Essa prática !pode induzir o surgimento de bactérias resistentes, que não respondem mais ao tratamento com antibióticos”, eles alertam. “Este fenômeno representa um dos maiores perigos à saúde pública, dificultando o controle de zoonoses”.

Poluição e contaminação

Para os autores, o sistema de produção de alimentos de origem animal não é sustentável.

“Em verdade, traz problemas ambientais, inclusive para animais selvagens das proximidades e de saúde, também, para comunidades vizinhas.
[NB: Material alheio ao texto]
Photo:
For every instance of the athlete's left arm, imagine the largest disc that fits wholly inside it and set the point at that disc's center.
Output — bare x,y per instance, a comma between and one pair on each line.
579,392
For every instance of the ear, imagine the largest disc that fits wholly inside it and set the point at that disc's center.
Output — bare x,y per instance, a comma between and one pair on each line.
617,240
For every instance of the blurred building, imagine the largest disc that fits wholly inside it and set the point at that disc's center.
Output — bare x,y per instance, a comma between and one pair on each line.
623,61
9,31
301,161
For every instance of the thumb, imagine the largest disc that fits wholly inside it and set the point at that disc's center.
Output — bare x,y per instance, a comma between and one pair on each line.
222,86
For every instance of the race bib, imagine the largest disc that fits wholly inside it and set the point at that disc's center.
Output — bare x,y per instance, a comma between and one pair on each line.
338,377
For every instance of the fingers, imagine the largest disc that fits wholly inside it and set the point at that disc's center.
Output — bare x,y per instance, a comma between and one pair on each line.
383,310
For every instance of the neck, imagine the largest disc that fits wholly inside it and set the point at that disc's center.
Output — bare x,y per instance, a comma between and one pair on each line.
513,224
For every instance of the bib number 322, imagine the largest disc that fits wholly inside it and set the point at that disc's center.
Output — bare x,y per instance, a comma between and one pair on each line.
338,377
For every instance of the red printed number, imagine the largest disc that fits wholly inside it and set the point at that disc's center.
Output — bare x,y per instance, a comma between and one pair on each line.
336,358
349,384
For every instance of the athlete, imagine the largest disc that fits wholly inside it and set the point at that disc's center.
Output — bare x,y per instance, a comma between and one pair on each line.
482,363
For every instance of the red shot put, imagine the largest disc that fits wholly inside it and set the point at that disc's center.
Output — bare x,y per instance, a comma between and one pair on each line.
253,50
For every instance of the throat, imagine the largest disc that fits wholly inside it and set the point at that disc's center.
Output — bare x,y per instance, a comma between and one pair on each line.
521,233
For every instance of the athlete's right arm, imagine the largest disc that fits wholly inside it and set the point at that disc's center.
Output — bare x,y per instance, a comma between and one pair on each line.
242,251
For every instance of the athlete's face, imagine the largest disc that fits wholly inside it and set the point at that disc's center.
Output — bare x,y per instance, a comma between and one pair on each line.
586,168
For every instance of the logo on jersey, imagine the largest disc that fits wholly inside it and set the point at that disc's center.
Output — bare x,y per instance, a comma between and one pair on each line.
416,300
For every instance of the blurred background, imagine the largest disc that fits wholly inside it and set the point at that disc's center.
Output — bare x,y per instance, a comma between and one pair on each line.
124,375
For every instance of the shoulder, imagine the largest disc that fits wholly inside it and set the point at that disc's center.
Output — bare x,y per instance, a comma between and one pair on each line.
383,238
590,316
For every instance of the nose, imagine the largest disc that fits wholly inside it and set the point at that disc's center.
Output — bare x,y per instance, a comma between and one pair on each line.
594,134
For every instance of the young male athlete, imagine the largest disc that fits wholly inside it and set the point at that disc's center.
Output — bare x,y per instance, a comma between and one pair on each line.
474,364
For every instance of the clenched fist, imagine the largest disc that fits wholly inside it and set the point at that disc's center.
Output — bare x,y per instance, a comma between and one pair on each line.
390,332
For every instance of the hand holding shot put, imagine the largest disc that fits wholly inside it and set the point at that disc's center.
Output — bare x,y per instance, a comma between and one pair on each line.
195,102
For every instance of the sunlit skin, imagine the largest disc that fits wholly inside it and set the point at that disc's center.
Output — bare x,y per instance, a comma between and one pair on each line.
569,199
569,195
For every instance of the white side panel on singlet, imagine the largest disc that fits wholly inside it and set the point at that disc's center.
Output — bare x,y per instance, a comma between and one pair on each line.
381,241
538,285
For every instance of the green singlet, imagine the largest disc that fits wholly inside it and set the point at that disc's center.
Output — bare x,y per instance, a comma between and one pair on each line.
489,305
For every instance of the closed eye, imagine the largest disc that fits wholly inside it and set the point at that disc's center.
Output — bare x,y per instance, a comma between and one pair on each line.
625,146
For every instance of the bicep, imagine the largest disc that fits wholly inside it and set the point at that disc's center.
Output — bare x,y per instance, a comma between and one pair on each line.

A densidade de suas instalações oferece maior potencial para poluição do ar, da água e da terra nas áreas próximas, perda de biodiversidade, erosão, desmatamento, emissão de gases que aumentam o efeito estufa etc.”

Os autores apontam ainda o descarte do estrume desses animais, cuja reprodução em massa é provocada pelos humanos. “O estrume animal, quando manejado incorretamente, representa uma ameaça à saúde humana e ao meio ambiente”.

“Os poluentes potenciais associados aos dejetos animais incluem nutrientes (amônia, nitrogênio etc.), matéria orgânica, patógenos, antibióticos, oligoelementos (arsênio e cobre) etc. que afetam diretamente a saúde humana”.

Diante desse cenário – cuja é complexidade é bem maior e é explorada no artigo, – em que os humanos, ao prejudicarem os animais, prejudicam a si mesmos, os autores argumentam que “a vulnerabilidade animal é também nossa vulnerabilidade”.

Eles advertem que “permanecendo neste errático comportamento, inclusive com mudanças climáticas cada vez mais acentuadas, estar-se-á caminhando para uma elevação do risco de doenças, sobretudo zoonoses pandêmicas, com repercussões inimagináveis. E, surpreendendo-se como se nada pudesse ser evitado”.